名探偵・マサト
「地図を使ってやるパズル遊びがあるね」と彼はつづけた。「町や河や帝国の名・・・・要するに何でもいいから、ごちゃごちゃしている地図の上の名前を言って、相手に探させるわけだ。初心者は、いちばんこまかな文字で書いてある名前を言って、相手を困らせようとするのが普通だけれど、上手になってくると、地図の端から端まで大きな字でひろがっているような言葉を選ぶ。こういう名前は(中略)極端に目立つせいでかえって見のがされてしまうわけだ。つまりこの場合、肉体的に見のがすということは、あの、あんまり判りきって明々白々なものだからかえって気づかずにすますという精神的不注意であることと、じつによく似てるんだな。
― ポー 「盗まれた手紙」 (丸谷才一 訳)―
先日、勝田氏から電話がかかって来た。
「あなた、やけど、大丈夫ですか」
「おかげさんで。全然たいしたことはない」
「それはよかった」
「しかし、まあ、目の前の机の上にあった豆挽きが目に入らないようでは、わしも相当キトルわ」
「まあ、みんなこの年になれば、そんなもんです。
ところで、あなた。あなたの文章を読んでいると、たいへん不思議に思ったんですが、あのとき、コーヒーの豆挽きがのっていた机の上は、エライきれいだったそうじゃないですか」
「そうなんよ」
「こう言っちゃなんですが、あなたの部屋というのはどちらかというと、いつもお世辞にも片付いておるとは言えん部屋だったように思うんですが・・・」
「ははははは。そのとおり」
「ということは、あのときもあの机の上だけがきれいに整頓されていたわけですな」
「まあ、そうやね」
「なーるほど、わかりました」
「なにが」
「なにがって、あなた。あなたにコーヒー挽きが見つけられなかったわけが、ですよ」
「え。あれは《保護色》のせいではないんか」
「あなた、単純ですね。実に人間というものをわかっていない!」
「はあ」
「あのですね、あなたがコーヒーミルを見つけられなかったのは、あの机がきれいに整頓されていたからですよ」
「どいや。きれいになっとれば見つけやすいやないか」
「ちがうんですなあ、これが。
片付いていたからこそ見えなかったんです。
あなたは現にあの文章に『机の下を探し、部屋中を見まわし・・・』とか書いてませんでしたか」
「たしかに」
「あなたはそこに『机の上を見た』とは一言も書いてない。
つまり、あなたはハナから机の上を無視したんです。
で、ごちゃごちゃした部屋の隅々を探していた。
あなたは机を見て『こんな片付いたところにあるはずがない』と思い込んでいたんです。
だから、あなたの網膜にはちゃんとその探し物が映っていたはずなのに、あなたの脳はそんなところに探しているものであるはずがないと思ってその映像を探し物の検索からはずしてしまっていたんです」
「深くて!
ということは、あれが見つからなかったのは老化のせいじゃないんですな」
「いやいや、むろんあなたの老化は歴然たるものです!
否定すべくもない!!
しかしながら、それ以前に、人間というものの脳の認識構造がそうさせていたんです」
「ははあー。
あんた、シャーロック・ホームズみたい人やなあ!」
「何を言うとるんですか、あなた。
ほんなこと口走ってしまうこと自体、すでに、あなたが老化なさった証左ですぜ」
・・・などと、勝田氏は謙遜せられておりましたが、いやはや、なかなか見事な名探偵ぶりでした。

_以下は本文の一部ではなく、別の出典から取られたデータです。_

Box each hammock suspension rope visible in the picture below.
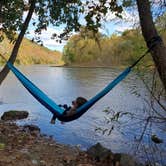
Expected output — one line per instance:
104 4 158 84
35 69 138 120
0 36 162 122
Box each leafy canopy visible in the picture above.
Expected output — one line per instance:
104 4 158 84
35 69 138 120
0 0 126 43
0 0 25 42
1 0 165 43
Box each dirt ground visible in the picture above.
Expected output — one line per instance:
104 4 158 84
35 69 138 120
0 121 115 166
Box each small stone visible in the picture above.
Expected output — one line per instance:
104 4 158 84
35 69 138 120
115 153 142 166
20 148 29 154
87 143 112 161
1 110 29 121
40 160 47 166
78 164 93 166
11 156 17 160
23 124 40 133
32 159 38 165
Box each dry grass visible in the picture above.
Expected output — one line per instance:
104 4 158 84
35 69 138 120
0 35 64 65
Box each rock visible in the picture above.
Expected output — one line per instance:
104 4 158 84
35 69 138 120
1 110 29 121
40 160 46 165
87 143 113 162
19 148 29 154
114 153 143 166
32 159 38 165
151 134 163 144
78 164 93 166
23 124 40 133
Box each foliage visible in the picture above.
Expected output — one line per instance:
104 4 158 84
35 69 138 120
96 67 166 165
1 1 165 54
62 29 149 66
0 34 62 65
0 0 126 44
155 12 166 31
1 0 165 43
0 0 25 42
63 11 166 67
1 1 165 66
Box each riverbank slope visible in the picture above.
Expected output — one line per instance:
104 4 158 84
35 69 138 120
0 120 142 166
0 34 63 66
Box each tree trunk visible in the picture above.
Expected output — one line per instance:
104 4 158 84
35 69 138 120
0 1 3 23
136 0 166 90
0 0 36 85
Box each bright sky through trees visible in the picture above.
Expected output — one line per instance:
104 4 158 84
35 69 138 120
25 9 136 52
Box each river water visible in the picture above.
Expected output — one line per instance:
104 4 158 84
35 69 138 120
0 66 165 162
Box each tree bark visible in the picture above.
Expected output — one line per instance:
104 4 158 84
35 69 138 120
0 1 3 23
0 0 36 85
136 0 166 90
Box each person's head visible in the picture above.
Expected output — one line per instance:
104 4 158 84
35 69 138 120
72 97 87 109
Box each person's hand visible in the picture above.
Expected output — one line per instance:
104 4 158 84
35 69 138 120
50 119 56 124
61 121 65 125
63 104 68 109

しかし、あとから考えてみたら、勝田氏の推理はホームズのそれじゃあ、ありませんな。
デュパンでした。
オ―ギュスト・デュパン。
彼の推理は、エドガー・アラン・ポーが生み出した近代小説最初の探偵であり『モルグ街の殺人』を解決し『失われた手紙』を見つけ出したデュパンのそれです。
というわけで、今日の引用は「盗まれた手紙」から。
それにしても、デュパンといい、ホームズといい、昔の探偵はなんと優雅にパイプを燻らしておることでしょう!